La filiale au Cameroun de l’opérateur télécoms Orange a annoncé dans un communiqué officiel publié le 2 juillet 2016, avoir lancé, dès le vendredi 1er juillet 2016, «la suspension des clients qui n’ont pas pu se faire
correctement identifier au 30 juin 2016». Dans le même temps, par message diffusé dans des médias, Orange Cameroun invitait «les abonnés dont les lignes sont suspendues à se rendre rapidement dans les agences et nombreux points d’identification munis de leur pièce d’identité en cours de validité pour faire réactiver leur numéro».
Fort
de ces suspensions et des appels à la régularisation, les points de
contacts mis en place à cet effet par les opérateurs de la téléphonie
dans la capitale camerounaise ont tourné à plein régime le week-end
dernier.
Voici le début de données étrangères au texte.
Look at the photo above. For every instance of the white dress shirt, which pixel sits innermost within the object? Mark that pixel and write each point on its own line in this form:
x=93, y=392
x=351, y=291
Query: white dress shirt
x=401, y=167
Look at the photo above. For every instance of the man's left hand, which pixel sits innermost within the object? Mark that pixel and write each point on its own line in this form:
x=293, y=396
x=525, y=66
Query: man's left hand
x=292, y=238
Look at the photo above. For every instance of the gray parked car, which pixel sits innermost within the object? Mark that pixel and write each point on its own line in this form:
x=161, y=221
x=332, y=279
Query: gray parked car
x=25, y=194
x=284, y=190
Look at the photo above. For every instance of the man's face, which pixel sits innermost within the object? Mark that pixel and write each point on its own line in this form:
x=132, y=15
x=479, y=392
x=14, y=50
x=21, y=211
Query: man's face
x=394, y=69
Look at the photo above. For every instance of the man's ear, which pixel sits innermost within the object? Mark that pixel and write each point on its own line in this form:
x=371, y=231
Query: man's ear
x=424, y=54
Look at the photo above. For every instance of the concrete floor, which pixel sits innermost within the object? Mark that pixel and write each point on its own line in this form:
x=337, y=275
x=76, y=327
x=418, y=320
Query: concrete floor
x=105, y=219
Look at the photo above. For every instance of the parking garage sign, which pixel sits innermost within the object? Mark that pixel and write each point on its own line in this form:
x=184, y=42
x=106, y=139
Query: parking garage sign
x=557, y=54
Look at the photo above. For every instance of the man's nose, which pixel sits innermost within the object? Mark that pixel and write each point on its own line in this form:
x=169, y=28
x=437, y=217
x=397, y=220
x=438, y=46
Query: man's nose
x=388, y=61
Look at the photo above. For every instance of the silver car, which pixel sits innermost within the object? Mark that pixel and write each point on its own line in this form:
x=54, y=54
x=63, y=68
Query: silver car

L’affluence des retardataires dans ces points d’identification,
ainsi que dans les agences des opérateurs, se poursuit depuis ce lundi 4
juillet 2016. Il est question pour les abonnés dont les numéros ne sont
plus «attribués»
depuis le 1er juillet dernier, de montrer patte blanche avant de
retrouver la possibilité de communiquer par appels téléphoniques, Sms ou
surfer sur internet.
Pour
l’heure, ni les opérateurs, ni le régulateur, ni même le ministère des
Postes et Télécoms n’ont révélé le nombre de SIM désactivées depuis le
1er juillet. Selon nos sources, une équipe du ministère des Postes et
Télécoms (Minpostel) séjourne actuellement à Douala, la capitale
économique du pays, pour évaluer le nombre de SIM désactivées par
l’ensemble des opérateurs en activité sur le territoire camerounais.
Au
demeurant, certaines indications données par des opérateurs et des
autorités publiques laissent penser que des milliers de SIM sont
concernées par cette mesure de suspension. Par exemple, à en croire le
délégué régional du Minpostel pour la région du Sud-Ouest, Nkwelle Epié,
au 1er juillet 2016, le taux d’identification des abonnés au téléphone
dans sa circonscription oscillait entre 70 et 75%, uniquement dans les
zones urbaines.
Par
ailleurs, si chez Camtel, l’opérateur historique des télécoms, l’on
estime à 90% le taux de participation des abonnés à la dernière
opération d’identification, chez Nextell, le 3ème opérateur de mobile du
pays, qui revendique 2 millions d’abonnés, l’on évoquait officiellement
un taux d’identification de 80% à quelques jours seulement du 30 juin,
date butoir de l’opération.
Pour
rappel, le lancement de cette nouvelle opération d’identification des
abonnés au téléphone est survenu après la publication, le 3 septembre
2015, d’un décret du Premier ministre donnant de nouvelles orientations
aux opérateurs en matière d’identification des abonnés au téléphone.
Cette directive gouvernementale est surtout survenue dans un contexte
marqué par les attentats terroristes perpétrés sur le territoire
camerounais par la secte islamiste nigériane Boko Haram, attentats dans
lesquels des téléphones portables sont utilisés pour actionner des
charges explosives portées par des kamikazes.